A reader asked me recently why I believe that energy stock prices (e.g. XLE) are correlated with crude oil futures front-month contract (QM). Actually I don’t believe they are necessarily correlated – I only think they are “cointegrated”.

What is the difference between correlation and cointegration? If XLE and QM were really correlated, when XLE goes up one day, QM would likely go up also on the same day, and vice versa. Their daily (or weekly, or monthly) returns would have risen or fallen in synchrony. But that’s not what my analysis was about. I claim that XLE and QM are cointegrated, meaning that the two price series cannot wander off in opposite directions for very long without coming back to a mean distance eventually. But it doesn’t mean that on a daily basis the two prices have to move in synchrony at all.

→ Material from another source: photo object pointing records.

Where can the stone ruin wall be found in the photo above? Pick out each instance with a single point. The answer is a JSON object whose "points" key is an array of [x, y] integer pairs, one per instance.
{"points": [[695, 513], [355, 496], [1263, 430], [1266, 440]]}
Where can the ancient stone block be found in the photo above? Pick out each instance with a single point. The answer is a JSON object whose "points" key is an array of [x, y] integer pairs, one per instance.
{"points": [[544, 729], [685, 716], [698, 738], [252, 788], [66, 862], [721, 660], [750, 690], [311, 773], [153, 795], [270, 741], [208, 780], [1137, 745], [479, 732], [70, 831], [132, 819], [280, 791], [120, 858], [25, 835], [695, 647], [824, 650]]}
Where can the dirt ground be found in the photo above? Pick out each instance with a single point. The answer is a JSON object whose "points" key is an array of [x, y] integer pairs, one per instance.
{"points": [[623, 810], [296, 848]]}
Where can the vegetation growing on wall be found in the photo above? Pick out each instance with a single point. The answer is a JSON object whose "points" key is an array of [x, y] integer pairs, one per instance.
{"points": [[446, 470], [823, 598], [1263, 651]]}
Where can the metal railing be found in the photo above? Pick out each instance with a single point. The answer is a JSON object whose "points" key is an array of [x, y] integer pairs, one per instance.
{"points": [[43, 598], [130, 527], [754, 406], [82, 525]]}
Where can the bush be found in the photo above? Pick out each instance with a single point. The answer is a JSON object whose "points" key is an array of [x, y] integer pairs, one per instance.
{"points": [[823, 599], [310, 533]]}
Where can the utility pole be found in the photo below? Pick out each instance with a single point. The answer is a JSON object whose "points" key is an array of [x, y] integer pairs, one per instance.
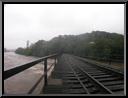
{"points": [[27, 45]]}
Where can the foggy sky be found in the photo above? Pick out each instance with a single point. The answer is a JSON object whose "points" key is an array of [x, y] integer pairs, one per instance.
{"points": [[34, 22]]}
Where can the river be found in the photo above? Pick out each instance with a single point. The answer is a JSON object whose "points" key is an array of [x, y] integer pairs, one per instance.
{"points": [[22, 82]]}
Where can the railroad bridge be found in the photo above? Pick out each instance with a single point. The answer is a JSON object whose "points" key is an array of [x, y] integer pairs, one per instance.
{"points": [[74, 75]]}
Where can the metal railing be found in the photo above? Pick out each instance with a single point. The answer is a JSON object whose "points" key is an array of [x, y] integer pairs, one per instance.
{"points": [[11, 72]]}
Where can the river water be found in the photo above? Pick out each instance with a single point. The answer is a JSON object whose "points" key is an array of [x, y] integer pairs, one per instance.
{"points": [[22, 82]]}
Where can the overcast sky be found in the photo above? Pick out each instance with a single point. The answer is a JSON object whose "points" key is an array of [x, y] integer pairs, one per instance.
{"points": [[34, 22]]}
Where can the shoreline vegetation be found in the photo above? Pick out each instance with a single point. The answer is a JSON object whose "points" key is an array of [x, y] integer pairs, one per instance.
{"points": [[98, 45]]}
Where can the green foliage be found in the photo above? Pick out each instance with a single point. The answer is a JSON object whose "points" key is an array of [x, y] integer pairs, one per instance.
{"points": [[97, 44]]}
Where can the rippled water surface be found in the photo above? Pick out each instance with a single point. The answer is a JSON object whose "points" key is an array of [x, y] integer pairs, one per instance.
{"points": [[22, 82]]}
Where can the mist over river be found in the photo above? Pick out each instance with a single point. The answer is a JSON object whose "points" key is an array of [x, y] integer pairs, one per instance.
{"points": [[22, 82]]}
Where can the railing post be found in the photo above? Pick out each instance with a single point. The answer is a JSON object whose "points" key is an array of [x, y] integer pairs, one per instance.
{"points": [[45, 71], [55, 61]]}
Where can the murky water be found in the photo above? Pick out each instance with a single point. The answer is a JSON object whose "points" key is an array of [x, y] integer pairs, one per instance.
{"points": [[22, 82]]}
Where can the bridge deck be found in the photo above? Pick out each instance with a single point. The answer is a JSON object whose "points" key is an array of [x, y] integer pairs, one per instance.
{"points": [[72, 76]]}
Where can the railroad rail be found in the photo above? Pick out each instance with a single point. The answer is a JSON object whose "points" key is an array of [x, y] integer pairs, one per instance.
{"points": [[82, 77]]}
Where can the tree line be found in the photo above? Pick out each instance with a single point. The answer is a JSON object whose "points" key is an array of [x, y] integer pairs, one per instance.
{"points": [[95, 45]]}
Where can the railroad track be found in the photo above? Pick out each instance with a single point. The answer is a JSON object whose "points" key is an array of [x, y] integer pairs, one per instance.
{"points": [[82, 78]]}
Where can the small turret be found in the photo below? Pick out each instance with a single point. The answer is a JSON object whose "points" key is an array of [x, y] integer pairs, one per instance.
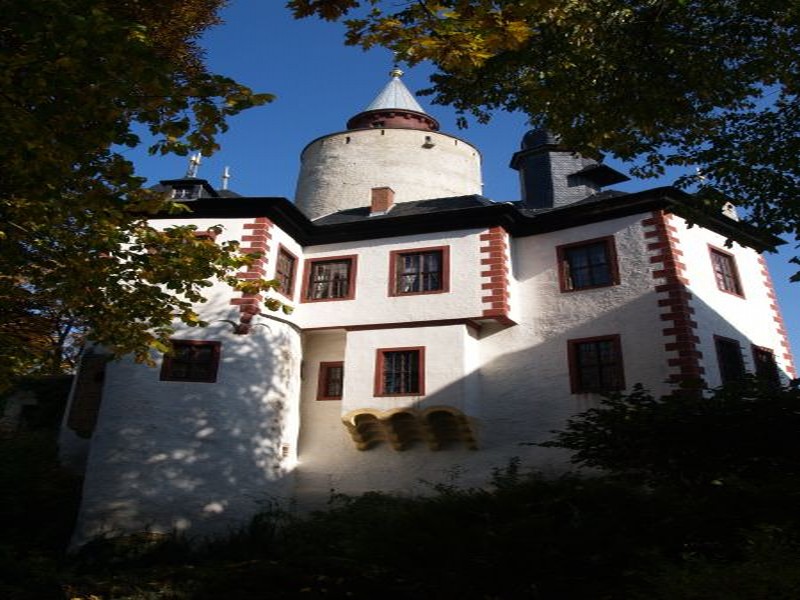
{"points": [[394, 107], [552, 175]]}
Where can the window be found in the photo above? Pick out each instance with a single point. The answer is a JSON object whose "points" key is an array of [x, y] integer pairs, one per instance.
{"points": [[422, 271], [400, 372], [588, 264], [729, 357], [725, 271], [595, 364], [330, 279], [284, 271], [765, 365], [191, 361], [209, 235], [331, 380]]}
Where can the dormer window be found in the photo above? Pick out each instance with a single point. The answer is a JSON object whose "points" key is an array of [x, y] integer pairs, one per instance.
{"points": [[186, 192]]}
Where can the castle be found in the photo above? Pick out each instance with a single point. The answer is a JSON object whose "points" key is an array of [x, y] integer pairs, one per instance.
{"points": [[435, 334]]}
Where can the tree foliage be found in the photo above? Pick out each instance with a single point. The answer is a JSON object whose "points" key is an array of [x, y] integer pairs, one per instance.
{"points": [[747, 431], [706, 84], [78, 80]]}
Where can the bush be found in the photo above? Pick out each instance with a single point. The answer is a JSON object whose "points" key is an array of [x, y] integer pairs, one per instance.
{"points": [[749, 431]]}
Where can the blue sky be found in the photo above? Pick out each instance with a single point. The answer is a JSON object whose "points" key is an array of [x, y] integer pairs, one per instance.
{"points": [[319, 84]]}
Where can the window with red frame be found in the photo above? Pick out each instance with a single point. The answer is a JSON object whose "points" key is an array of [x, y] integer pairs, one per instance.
{"points": [[596, 364], [419, 271], [285, 268], [588, 264], [725, 272], [330, 279], [400, 372], [331, 381], [729, 357], [191, 360], [765, 365]]}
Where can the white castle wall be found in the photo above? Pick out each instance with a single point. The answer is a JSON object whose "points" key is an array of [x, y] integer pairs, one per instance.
{"points": [[338, 171], [747, 318], [200, 458], [514, 381], [373, 304]]}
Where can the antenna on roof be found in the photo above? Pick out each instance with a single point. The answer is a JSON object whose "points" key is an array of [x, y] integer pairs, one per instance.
{"points": [[226, 175], [194, 165]]}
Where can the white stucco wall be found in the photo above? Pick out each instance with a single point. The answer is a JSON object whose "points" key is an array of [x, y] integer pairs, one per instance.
{"points": [[372, 303], [202, 457], [748, 318], [199, 458], [338, 171]]}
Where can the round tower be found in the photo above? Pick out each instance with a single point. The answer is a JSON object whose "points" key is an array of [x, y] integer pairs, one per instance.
{"points": [[392, 143]]}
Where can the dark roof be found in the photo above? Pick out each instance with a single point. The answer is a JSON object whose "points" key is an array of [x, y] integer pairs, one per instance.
{"points": [[601, 174], [406, 209], [206, 189], [465, 212]]}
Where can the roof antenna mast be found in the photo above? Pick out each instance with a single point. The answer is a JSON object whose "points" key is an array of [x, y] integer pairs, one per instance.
{"points": [[226, 175], [194, 165]]}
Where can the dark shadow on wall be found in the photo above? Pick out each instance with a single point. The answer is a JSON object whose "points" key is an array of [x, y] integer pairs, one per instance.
{"points": [[524, 396]]}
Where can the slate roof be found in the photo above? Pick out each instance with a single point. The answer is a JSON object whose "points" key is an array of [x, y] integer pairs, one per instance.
{"points": [[406, 209]]}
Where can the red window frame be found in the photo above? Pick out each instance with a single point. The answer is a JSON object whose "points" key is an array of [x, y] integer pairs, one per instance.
{"points": [[731, 366], [326, 371], [415, 382], [566, 268], [395, 256], [610, 373], [198, 370], [308, 270], [726, 273], [287, 289], [209, 234], [765, 365]]}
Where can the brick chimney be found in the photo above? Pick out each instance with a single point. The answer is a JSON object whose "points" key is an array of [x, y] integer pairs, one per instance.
{"points": [[382, 201]]}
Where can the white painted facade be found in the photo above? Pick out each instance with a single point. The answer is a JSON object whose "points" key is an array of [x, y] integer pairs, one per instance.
{"points": [[204, 457]]}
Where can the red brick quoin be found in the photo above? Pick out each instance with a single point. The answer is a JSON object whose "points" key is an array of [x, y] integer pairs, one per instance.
{"points": [[674, 297], [494, 264], [785, 352], [256, 239]]}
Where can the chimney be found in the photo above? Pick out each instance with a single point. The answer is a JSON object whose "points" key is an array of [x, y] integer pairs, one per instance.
{"points": [[382, 201]]}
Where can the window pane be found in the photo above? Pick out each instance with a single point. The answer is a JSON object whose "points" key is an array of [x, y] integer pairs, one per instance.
{"points": [[329, 279], [729, 356], [401, 372], [284, 271], [587, 265], [598, 366], [419, 272], [191, 361], [766, 367], [725, 272]]}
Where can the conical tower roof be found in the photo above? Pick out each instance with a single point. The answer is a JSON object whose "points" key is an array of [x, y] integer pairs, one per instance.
{"points": [[395, 95], [394, 108]]}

Two hypothetical graphs illustrate the differences. In the first graph, stock A and stock B are correlated. You can see that their prices move in the same direction almost everyday.

Now consider stock A and stock C.

Stock C clearly doesn’t move in any correlated fashion with stock A: some days they move in same direction, other days opposite. Most days stock C doesn’t move at all! But notice that the spread in stock prices between C and A always return to about $1 after a while. This is a manifestation of cointegration between A and C. In this instance, a profitable trade would be to buy A and short C at around day 10, then exit both positions at around day 19. Another profitable trade would be to buy C and short A at around day 31, then closing out the positions around day 40.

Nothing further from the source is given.